Some classes such as art, were held in separate rooms.  Margaret described the art teacher, Monsieur Rondell, as 'superbly handsome, with a great mane of snow-white hair, and flashing black eyes.'  She thought he was bored with instructing, but added that 'if any of his pupils had real ability, he was ruthlessly and creatively critical . . . 

[T]wo important rooms were just off the Armory, one Miss Nanette's office, the other a study room presided over by Miss Adele.  She monitored the class schedule, told the students when they should attend recitations, and the rest of the time watched their studying.  In the study room, the girls sat at tables that were pushed against the walls.  The books they used were fastened by long cords to the walls, and were not allowed to be removed from that room.  There were cabinets along the walls, filled with nature specimens ranging from rocks and dried plants to stuffed animals and birds.  The schedule of classes and study time ran continuously from 9 A.M. until 5 P.M., except for the noontime meal. . . . 

The stress upon proper ladylike decorum at the Priory placed many other constraints upon Maggie.  For example, she was reprimanded by Miss Bolton after having been seen to run in the hall.  Her reason, trying to catch up with the housekeeper, to say that her roommate was ill and wished to see her, carried no weight whatever with the Headmistress.  Margaret described part of her reprimand interview:

Miss Bolton looked at me sadly.  'Maggie,' she said, 'I am sure you are aware that it was an indecorum?  Your dear Mama would have been grieved at such unladylike behavior.  And what would your sainted grandfather, Major Wade -- now in heaven -- say, if he had seen you running across the schoolroom floor!'

The effect of such views upon Maggie, who was used to running freely in the fields and orchards at Maple Grove, is not hard to imagine, but the comments Margaret made about the incident were reserved. . . . 
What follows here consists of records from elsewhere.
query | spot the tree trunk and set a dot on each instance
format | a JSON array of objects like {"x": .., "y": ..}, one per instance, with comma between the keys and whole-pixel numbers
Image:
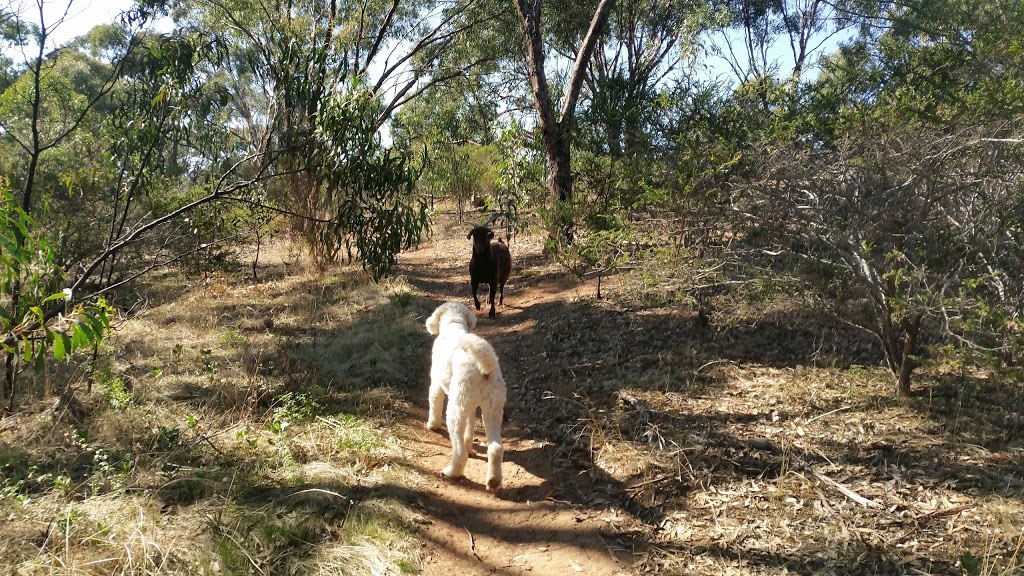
[
  {"x": 900, "y": 344},
  {"x": 555, "y": 129}
]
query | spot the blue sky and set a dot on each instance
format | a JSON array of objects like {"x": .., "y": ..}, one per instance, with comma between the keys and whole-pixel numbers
[{"x": 82, "y": 15}]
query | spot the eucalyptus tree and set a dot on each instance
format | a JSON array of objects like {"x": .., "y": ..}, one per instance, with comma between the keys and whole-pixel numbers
[
  {"x": 902, "y": 195},
  {"x": 314, "y": 83}
]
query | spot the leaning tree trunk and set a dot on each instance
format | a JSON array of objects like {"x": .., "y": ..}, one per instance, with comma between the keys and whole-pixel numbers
[
  {"x": 900, "y": 342},
  {"x": 556, "y": 125}
]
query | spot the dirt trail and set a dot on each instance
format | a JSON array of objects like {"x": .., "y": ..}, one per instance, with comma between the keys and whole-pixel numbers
[{"x": 540, "y": 522}]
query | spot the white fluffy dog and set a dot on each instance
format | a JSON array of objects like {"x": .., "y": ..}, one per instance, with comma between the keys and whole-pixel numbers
[{"x": 465, "y": 367}]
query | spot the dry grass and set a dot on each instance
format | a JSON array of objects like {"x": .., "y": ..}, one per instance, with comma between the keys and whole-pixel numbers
[
  {"x": 212, "y": 444},
  {"x": 242, "y": 427},
  {"x": 740, "y": 448}
]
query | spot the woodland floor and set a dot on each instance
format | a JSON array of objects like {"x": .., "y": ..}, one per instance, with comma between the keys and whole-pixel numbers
[
  {"x": 638, "y": 438},
  {"x": 639, "y": 441}
]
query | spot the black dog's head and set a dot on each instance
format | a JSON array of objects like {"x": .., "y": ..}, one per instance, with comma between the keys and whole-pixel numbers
[{"x": 481, "y": 239}]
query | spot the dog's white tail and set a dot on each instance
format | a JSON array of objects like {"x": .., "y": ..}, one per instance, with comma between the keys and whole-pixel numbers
[{"x": 481, "y": 351}]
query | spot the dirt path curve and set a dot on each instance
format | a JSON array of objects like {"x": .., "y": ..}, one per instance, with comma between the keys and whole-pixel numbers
[{"x": 542, "y": 521}]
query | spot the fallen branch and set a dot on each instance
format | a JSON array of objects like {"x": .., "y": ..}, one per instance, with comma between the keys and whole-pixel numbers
[
  {"x": 472, "y": 544},
  {"x": 846, "y": 491},
  {"x": 830, "y": 412}
]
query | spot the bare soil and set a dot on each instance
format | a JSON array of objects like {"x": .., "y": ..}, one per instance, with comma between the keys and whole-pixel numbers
[{"x": 645, "y": 441}]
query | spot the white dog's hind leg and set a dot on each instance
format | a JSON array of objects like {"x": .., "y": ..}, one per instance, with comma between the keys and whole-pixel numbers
[
  {"x": 460, "y": 454},
  {"x": 436, "y": 407},
  {"x": 496, "y": 452}
]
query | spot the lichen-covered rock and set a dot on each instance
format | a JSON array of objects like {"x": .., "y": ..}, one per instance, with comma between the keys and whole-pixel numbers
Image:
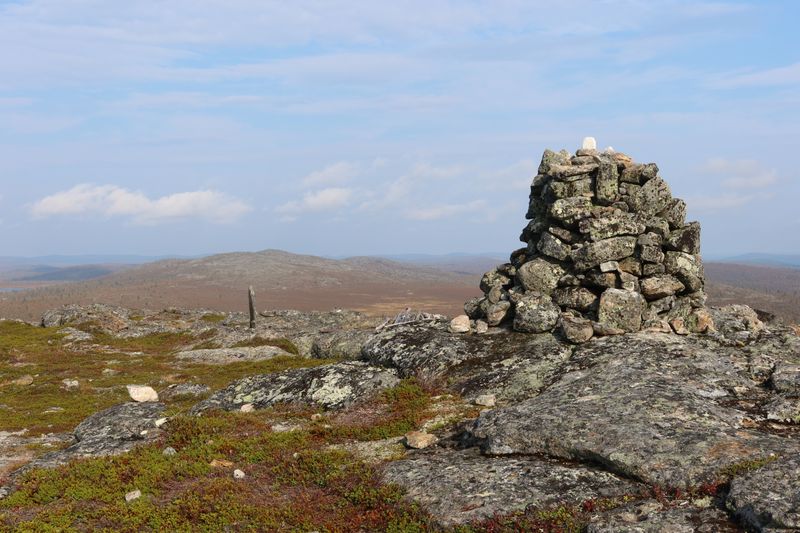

Although Maggie respected the Misses Bolton, and learned much that was valuable from them, the lasting effect of her time at the Priory was not what the good ladies would have desired.  In Margaret's later writings, the extremes to which manners, customs, and the fine points of ladyhood were carried drew sharp criticism.  But Maggie also adopted and retained many of the qualities then essential to the nineteenth century image of the proper, elite lady's role.  The refinement that she absorbed at the Priory later proved invaluable when she faced Boston's high society and career demands."

Source:  Filer, Ruth Maxa, Margaret Deland:  Writing Toward Insight, pp. 64-67 (BalboaPress, Mar. 4, 2014), available via Amazon.com at http://www.amazon.com/Margaret-Deland-Writing-Toward-Insight/dp/1452591172/ref=sr_1_1?s=books&ie=UTF8&qid=1399471906&sr=1-1&keywords=%22Margaret+Deland+Writing+Toward+Insight%22

 

1 comment:

  1. Thank you for the excellent post.

    I think I spotted an error. According to Ruth Maxa Filer’s wonderful biography, which you referenced, (see page 41) her birth father died March 13, 1866, a few weeks after Margaret turned nine. According to the same book (page 10) Margaret’s mother died on March 6, 1857, from complications related to Margaret’s birth on February 23.